Global-local feature cross-fusion network for ultrasonic guided wave-based damage localization in composite structures

The precise and stable detection of damage in carbon fiber composite material structures holds immense significance in ensuring the continuous, secure functioning of equipment used for long-term services and averted calamities. This paper proposes a novel damage localization method for composite materials structures named global-local feature cross-fusion network (GLFCFN), which utilizes advanced deep learning methodologies, namely convolutional neural network (CNN), gated multi-layer perceptron (gMLP), and multi-head attention mechanism, coupled with ultrasonic guided wave (UGW) based structural health monitoring (SHM) technique, in order to improve the damage localization performance. Firstly, a novel feature extraction method is proposed, which constructs local feature extractor and global perception feature extractor based on CNNs and MLPs, respectively, to extract more comprehensive damage indices.
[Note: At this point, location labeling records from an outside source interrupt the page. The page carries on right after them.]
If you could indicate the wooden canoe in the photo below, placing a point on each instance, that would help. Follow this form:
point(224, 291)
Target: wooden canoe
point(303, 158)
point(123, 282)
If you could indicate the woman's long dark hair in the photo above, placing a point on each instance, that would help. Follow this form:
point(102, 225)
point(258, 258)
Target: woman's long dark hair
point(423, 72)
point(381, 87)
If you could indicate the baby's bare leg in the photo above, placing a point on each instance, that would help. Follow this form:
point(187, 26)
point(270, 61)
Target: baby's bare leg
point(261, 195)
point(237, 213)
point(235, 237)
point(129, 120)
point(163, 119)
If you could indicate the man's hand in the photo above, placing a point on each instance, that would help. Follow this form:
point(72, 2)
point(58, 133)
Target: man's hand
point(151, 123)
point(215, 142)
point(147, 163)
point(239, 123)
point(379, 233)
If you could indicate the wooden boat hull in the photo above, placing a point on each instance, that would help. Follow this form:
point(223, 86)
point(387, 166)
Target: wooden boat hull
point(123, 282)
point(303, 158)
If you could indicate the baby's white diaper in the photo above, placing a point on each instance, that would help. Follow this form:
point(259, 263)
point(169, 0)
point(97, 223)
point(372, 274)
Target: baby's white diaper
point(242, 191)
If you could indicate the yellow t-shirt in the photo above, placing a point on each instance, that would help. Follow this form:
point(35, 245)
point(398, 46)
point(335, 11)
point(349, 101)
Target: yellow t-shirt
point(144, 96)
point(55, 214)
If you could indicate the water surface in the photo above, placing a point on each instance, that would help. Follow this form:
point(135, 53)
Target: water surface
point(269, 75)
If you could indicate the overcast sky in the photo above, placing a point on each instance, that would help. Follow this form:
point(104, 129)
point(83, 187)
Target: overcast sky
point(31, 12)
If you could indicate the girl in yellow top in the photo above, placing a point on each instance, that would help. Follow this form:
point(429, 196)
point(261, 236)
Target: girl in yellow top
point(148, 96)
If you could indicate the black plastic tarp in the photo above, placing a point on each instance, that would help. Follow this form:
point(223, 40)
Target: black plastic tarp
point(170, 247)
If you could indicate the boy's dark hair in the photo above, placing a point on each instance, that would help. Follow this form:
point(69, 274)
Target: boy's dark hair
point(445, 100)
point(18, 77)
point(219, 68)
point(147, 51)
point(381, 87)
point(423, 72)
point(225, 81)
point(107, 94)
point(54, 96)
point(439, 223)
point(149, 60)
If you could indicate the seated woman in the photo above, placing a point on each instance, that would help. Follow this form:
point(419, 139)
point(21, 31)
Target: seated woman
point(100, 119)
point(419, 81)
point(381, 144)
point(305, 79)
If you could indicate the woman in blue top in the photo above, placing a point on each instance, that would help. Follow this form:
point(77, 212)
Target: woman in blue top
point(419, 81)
Secondly, a feature fusion method based on the multi-head attention mechanism is developed to allow interactive fusion of local features and global perception features to automatically summarize the important feature representations of damage information, thereby effectively improving the accuracy and stability of damage localization. Finally, the performance of the method is evaluated using simulated damage experiments on a composite material laminate with only four transducers. The results indicate that the proposed method achieves a mean relative error of 3.54 % on the 100 unseen samples, with a standard deviation of localization errors at 5.83 mm, compared with other deep learning-based damage localization methods, the proposed GLFCFN method has superior performance.